Q. You talked about the use of the phone as a camera, and I have one of those. But does it really matter what tool you’re using in the end?
SG: No, the problem I have is, especially doing this e-waste thing, we have so many of them. I was in China, I saw this young, hip Chinese girl, in a village where they’re super poor and collecting e-waste, but some of them have gotten very rich and have all the newest things. She was sitting there with this incredible iPhone, and she said it was the 5 [which hasn't officially been released yet]. And I’d spent the day photographing the 4 getting crushed.
Q. Is there a photo that you’ve taken and shared that you wish you could take back?
SG: It’s fortuitous you mention that. There is a picture of a woman, she’s lying on the floor dead, and I was shooting downward and at the time I thought it was important. But at the time of the edit, maybe I have to be more conscious. I’m surrounded by people who point this stuff out to me.

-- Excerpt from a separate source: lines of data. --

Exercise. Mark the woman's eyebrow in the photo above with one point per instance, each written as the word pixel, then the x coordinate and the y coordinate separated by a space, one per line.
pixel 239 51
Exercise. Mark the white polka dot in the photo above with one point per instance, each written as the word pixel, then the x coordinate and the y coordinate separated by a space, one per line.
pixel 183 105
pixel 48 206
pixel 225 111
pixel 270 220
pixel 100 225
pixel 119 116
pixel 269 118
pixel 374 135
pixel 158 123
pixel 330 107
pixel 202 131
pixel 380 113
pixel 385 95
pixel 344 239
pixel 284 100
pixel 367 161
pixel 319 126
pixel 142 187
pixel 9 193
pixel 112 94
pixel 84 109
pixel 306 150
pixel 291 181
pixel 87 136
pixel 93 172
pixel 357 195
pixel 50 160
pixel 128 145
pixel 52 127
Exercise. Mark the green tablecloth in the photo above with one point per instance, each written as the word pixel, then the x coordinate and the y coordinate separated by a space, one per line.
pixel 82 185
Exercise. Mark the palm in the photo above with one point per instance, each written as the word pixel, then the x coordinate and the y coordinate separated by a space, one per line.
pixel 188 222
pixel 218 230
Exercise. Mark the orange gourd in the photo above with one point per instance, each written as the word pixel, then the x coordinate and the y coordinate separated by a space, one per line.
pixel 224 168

I’m trying to be a better person. I’m trying to be more conscious of where and how I point my camera. There are some pictures I think I might not take now. I’m trying to bring more humanity to being a photographer. I’m 63 and I think I’m going to keep taking pictures, so I think it’s my responsibility to set a good example.
Q. As a young photographer, I wanted to ask about fixers and how you find them.
SG: A lot of research. And calling up colleagues and friends and saying I know this person, they might be able to help you. Sometimes just walking up to a taxi kiosk and he becomes your driver. Going to universities and find a young person who wants to make some money. People will write to me and ask to be assistants. It’s like that. I’m wide open to somebody, if they want to work with me….but I’m in a real strange period because I’m starting to question things more. We’re all taking on assistants and take them along with us but we aren’t paying them. So I’m trying to find other ways to give back.